NSW州中部海岸のヨガ・アシュラムでも

児童性虐待特別調査委員会で新証言

 12月2日、児童性虐待問題に関する当事者団体の行動を調べている特別調査委員会で、NSW州中部海岸地域のヨガ・アシュラムでもヨガのリーダーらの児童性虐待が行われ、リーダーが被害者に対して、「性的行為が精神の成長を助ける」と欺いていたことが証人の証言で明らかにされた。

 児童性虐待が行われていたヨガ・アシュラム「サチャナンダ・ヨガ・アシュラム」はシドニー首都圏北の中部海岸地域、マングローブ・マウンテンにあり、南半球最大と宣伝している。事件当時のリーダーはすでに死亡するなどしており、現アシュラム・リーダーが被害者に謝罪を発表した。

 証言によれば、当時のリーダー、スワミ・アカンダナンダ・サラスワティは、子供を自分の小屋に呼びつけ、マッサージを要求した後、性的虐待を加えていた。子供はさらにリーダーと一緒にオーストラリア国内を旅行するよう命じられ、旅行先でも性的虐待を受けていた。アカンダナンダは1980年代に性犯罪で刑務所に送られたことがあるが、1997年に亡くなる前に判決が覆されていた。

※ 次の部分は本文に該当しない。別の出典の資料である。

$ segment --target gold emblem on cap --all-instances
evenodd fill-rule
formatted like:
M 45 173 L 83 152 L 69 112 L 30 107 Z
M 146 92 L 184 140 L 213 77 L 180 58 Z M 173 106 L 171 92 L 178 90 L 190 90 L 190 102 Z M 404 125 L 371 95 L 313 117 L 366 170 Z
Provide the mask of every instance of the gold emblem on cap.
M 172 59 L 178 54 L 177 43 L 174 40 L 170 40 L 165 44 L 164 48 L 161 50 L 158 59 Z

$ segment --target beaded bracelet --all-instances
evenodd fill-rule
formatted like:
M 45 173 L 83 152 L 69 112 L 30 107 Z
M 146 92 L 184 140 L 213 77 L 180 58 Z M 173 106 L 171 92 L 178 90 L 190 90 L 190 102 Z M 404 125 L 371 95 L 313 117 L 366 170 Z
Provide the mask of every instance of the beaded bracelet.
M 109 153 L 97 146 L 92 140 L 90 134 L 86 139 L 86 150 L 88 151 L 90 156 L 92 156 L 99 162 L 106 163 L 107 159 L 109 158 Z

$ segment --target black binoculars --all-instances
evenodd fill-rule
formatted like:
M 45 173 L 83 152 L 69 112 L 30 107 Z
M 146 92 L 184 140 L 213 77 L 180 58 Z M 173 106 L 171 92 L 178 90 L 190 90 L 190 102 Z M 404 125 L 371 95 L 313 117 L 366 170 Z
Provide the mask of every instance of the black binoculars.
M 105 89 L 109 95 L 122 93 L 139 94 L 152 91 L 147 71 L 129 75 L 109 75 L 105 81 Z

 委員会付きのペギー・ドワイヤー弁護士は、「被害者9人が性的身体的虐待の証拠を出す。また、他の2人からは陳述書が提出される。この特別委員会では、性的虐待の犯罪はアカンダナンダがスワミ仲間のシシーと共有していた小屋で行われたことも明らかにされる。しかも、被害を受けた子供たちはアカンダナンダとの性行為が被害者の精神的成長のためになると言われただけでなく、口外すれば暴力やアシュラムからの追放を受けるなどの脅迫もされていた。被害者の何人かは、当時、誰かに被害を訴えても誰も信じてくれないだろうと思っていたと語っている。シシーと呼ばれた女性スワミもアシュラムで子供たちに暴行を加えていた。時には子供たちを整列させ、全員にビンタを加えることもあった。シシーとアカンダナンダは同居しており、性的関係もあった」と語っている。アシュラム側の弁護士、アーロン・カーナハン弁護士が謝罪文を読み上げた。

 1989年、アカンダナンダは、アシュラムに居住していた4人のティーンネージャ女性に対する性的虐待で有罪判決を受け、懲役刑を言い渡されたが控訴の結果一審判決が覆され、14か月で出所している。当時の被害女性は、「一審判決が覆されたことで、またもや性的虐待を味わわされた。自分の存在を否定されたように感じた。今度こそ、アシュラムと関連団体の暗がりの隅々まで光が当てられることを希望している」と語っている。(NP)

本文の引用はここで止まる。